Unable to write the data into the DWH (dedicated sql pool) from databricks when we are loading the data into the table when the column is greater than 8000

MadhuVamsi-2459 32 Reputation points
2022-09-22T06:37:58.98+00:00

Hi team ,

we are writing the data into the DWH from databricks after reading into the dataframe.

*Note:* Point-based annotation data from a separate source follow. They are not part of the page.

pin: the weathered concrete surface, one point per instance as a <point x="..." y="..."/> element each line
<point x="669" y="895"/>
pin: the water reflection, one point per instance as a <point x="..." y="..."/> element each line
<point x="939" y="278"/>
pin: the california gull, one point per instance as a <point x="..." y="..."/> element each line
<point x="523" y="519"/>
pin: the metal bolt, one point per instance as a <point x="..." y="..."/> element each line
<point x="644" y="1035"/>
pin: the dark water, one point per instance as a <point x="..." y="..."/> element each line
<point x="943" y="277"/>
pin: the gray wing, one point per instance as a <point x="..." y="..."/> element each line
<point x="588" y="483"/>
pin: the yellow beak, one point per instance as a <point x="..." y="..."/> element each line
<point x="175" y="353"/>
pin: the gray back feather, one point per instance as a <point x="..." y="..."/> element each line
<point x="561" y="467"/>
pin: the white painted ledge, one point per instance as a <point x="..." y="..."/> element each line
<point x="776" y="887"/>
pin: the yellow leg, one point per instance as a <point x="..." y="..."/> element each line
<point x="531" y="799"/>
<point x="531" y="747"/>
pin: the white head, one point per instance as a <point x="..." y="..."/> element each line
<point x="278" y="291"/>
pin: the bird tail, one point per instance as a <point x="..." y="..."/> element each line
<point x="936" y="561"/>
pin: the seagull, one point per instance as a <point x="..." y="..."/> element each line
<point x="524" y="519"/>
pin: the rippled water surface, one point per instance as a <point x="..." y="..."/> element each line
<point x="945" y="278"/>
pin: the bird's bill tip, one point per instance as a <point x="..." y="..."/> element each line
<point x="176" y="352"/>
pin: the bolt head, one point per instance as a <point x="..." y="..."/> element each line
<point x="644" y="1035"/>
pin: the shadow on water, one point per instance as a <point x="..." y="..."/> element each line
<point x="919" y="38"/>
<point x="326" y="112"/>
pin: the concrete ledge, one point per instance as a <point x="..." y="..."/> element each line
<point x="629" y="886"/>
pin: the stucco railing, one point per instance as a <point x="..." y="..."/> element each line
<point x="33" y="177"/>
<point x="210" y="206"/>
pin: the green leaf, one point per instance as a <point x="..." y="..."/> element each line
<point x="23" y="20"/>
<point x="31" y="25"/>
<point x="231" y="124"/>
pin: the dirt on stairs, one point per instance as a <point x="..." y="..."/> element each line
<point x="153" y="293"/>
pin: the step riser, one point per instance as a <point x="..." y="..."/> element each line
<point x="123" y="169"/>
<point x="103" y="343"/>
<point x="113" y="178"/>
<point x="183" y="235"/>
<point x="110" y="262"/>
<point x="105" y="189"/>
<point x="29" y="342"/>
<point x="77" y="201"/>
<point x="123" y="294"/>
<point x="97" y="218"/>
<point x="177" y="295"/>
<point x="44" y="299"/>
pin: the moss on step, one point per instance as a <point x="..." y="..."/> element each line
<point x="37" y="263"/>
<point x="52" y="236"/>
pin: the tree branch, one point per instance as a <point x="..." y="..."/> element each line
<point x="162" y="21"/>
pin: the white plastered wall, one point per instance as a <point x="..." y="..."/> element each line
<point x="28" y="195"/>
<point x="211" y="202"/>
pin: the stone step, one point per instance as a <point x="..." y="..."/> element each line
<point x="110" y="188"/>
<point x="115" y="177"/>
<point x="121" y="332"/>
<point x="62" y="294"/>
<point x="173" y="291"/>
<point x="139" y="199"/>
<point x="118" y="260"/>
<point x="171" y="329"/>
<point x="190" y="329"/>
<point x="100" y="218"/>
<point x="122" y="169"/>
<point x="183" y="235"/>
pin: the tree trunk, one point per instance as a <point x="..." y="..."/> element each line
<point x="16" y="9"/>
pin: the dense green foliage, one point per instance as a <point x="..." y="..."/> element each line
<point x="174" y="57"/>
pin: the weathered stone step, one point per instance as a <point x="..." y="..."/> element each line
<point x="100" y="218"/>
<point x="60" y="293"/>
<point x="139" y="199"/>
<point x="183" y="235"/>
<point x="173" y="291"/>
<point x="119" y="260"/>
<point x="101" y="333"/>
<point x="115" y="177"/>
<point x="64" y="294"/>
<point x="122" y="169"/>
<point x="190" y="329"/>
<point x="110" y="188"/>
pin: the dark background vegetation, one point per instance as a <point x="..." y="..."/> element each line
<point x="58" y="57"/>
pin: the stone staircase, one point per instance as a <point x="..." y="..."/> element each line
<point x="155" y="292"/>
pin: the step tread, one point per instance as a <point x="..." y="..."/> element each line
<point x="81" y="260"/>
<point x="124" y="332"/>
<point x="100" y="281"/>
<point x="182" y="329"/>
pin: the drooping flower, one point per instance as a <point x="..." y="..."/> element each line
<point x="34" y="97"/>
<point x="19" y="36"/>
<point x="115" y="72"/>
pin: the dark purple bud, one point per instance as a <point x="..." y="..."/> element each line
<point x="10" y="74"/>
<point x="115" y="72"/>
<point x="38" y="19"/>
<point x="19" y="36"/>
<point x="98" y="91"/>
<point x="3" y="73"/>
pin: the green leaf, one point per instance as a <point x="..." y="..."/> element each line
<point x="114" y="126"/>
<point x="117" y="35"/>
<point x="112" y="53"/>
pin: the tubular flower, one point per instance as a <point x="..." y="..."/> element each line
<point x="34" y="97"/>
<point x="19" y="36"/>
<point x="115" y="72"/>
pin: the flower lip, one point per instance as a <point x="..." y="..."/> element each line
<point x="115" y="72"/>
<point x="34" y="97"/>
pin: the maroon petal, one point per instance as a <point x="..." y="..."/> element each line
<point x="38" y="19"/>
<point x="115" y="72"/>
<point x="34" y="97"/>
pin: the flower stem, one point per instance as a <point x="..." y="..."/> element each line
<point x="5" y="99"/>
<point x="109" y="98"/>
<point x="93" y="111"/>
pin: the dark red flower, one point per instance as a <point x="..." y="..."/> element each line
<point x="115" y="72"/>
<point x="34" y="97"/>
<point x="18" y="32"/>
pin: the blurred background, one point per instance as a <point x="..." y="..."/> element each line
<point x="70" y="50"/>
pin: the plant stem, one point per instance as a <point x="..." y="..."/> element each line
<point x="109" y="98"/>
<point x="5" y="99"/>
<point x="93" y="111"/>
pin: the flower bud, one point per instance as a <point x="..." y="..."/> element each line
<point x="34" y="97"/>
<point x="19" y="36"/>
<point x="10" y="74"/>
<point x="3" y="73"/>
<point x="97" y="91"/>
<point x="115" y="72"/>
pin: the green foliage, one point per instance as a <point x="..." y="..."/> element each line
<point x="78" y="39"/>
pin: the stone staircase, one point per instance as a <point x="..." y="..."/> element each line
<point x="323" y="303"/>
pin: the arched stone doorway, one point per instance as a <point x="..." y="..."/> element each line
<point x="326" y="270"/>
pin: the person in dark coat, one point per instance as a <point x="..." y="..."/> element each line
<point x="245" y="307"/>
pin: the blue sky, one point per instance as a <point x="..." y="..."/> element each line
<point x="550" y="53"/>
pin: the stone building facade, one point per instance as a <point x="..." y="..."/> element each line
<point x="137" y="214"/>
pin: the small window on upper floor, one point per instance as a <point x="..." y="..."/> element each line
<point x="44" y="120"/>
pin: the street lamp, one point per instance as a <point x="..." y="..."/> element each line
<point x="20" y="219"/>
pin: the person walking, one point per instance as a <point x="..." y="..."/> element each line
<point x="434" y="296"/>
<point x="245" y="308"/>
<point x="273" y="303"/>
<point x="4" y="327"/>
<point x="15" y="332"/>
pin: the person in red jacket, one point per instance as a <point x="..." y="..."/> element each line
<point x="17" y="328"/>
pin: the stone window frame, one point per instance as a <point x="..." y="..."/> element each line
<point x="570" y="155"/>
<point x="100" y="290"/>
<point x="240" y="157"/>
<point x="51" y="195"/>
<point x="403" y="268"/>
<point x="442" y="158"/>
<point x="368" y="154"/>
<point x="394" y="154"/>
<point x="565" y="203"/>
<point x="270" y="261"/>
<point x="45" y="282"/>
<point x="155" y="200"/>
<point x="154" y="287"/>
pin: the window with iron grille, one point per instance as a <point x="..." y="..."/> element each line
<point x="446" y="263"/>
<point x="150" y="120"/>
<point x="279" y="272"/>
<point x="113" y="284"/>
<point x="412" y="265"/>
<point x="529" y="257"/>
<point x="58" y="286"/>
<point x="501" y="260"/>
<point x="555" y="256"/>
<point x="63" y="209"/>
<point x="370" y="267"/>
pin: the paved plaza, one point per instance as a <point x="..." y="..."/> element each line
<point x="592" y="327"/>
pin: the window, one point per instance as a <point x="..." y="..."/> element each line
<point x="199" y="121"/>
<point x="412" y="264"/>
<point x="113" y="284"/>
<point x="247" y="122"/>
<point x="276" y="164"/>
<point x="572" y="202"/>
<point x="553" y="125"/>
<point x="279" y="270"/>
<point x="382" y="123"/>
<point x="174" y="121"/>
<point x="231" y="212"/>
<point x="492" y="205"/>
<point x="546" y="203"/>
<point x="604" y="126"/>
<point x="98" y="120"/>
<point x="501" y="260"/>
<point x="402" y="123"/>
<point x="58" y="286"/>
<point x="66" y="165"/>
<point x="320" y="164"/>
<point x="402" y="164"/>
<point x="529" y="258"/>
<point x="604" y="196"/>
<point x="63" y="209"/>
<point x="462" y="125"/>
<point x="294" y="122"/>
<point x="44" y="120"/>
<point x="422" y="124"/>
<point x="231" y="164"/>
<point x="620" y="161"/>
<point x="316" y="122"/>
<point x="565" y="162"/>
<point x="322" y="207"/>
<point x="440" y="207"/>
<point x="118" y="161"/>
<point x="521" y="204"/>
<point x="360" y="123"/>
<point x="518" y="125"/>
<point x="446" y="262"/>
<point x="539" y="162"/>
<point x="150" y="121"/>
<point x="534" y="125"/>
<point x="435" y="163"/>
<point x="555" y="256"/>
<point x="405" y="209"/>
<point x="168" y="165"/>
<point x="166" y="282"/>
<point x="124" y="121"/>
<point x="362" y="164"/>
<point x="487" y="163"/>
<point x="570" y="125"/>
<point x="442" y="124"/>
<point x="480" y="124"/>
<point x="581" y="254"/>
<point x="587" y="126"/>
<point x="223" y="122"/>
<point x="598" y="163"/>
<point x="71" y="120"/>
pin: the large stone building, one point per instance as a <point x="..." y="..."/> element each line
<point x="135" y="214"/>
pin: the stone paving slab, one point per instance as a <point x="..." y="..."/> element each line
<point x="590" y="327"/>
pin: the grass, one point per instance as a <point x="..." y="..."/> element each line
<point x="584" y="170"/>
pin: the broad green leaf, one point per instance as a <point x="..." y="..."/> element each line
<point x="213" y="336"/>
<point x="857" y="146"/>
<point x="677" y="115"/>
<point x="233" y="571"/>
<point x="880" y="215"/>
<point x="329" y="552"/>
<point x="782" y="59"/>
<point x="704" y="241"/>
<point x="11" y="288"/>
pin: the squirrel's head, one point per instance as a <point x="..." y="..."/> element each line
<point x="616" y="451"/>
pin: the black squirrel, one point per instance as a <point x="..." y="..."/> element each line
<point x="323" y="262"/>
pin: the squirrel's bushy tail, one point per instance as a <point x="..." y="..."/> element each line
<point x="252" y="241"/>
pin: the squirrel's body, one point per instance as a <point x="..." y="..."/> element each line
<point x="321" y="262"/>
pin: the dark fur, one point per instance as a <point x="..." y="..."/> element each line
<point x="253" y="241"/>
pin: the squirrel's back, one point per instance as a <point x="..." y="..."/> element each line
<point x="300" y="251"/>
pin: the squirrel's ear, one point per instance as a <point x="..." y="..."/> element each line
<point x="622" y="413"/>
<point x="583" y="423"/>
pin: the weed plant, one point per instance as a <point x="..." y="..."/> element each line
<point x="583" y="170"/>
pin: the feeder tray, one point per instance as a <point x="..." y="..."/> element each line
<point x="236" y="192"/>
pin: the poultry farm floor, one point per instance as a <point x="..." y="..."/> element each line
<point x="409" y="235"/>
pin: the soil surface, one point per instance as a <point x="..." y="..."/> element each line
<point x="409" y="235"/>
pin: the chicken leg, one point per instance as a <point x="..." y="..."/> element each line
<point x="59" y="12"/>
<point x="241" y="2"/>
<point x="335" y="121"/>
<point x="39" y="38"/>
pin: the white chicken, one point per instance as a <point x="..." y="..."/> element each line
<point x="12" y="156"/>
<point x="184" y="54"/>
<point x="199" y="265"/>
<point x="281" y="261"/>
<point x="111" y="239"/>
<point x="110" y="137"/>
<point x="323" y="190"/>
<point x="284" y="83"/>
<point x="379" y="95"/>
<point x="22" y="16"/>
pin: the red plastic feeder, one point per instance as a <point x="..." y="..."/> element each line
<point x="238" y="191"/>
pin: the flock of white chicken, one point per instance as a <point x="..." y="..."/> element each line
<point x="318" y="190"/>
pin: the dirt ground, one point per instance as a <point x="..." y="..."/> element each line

We are creating an empty table with the datatypes and columns matching to the dataframe but when the column length is greater than 8000 then we are not able to load that particular column , when we drop that column from the dataframe and load then it is working fine , Please let me know in case if there is any other way and in case if I am doing any thing mismatch.

@PRADEEPCHEEKATLA-MSFT

Thanks and Regards
Bannuru Sri Madhu Vamsi

Azure Synapse Analytics
Azure Synapse Analytics
An Azure analytics service that brings together data integration, enterprise data warehousing, and big data analytics. Previously known as Azure SQL Data Warehouse.
4,364 questions
Azure Databricks
Azure Databricks
An Apache Spark-based analytics platform optimized for Azure.
1,917 questions
SQL Server Migration Assistant
SQL Server Migration Assistant
A Microsoft tool designed to automate database migration to SQL Server from Access, DB2, MySQL, Oracle, and SAP ASE.
494 questions
{count} votes

1 answer

Sort by: Most helpful
  1. PRADEEPCHEEKATLA-MSFT 76,921 Reputation points Microsoft Employee
    2022-10-10T04:06:34.57+00:00

    Hello @MadhuVamsi-2459 ,

    Apologies for the delay in response.

    This is a problem that that goes back 15 or more years. Reviewing your table design may be more effective.
    When designing your table, you want to aim for rows less than 8,060 bytes to fit on a page.
    if you exceed this IN_ROW_DATA it needs to use the ROW_OVERFLOW_DATA Allocation unit.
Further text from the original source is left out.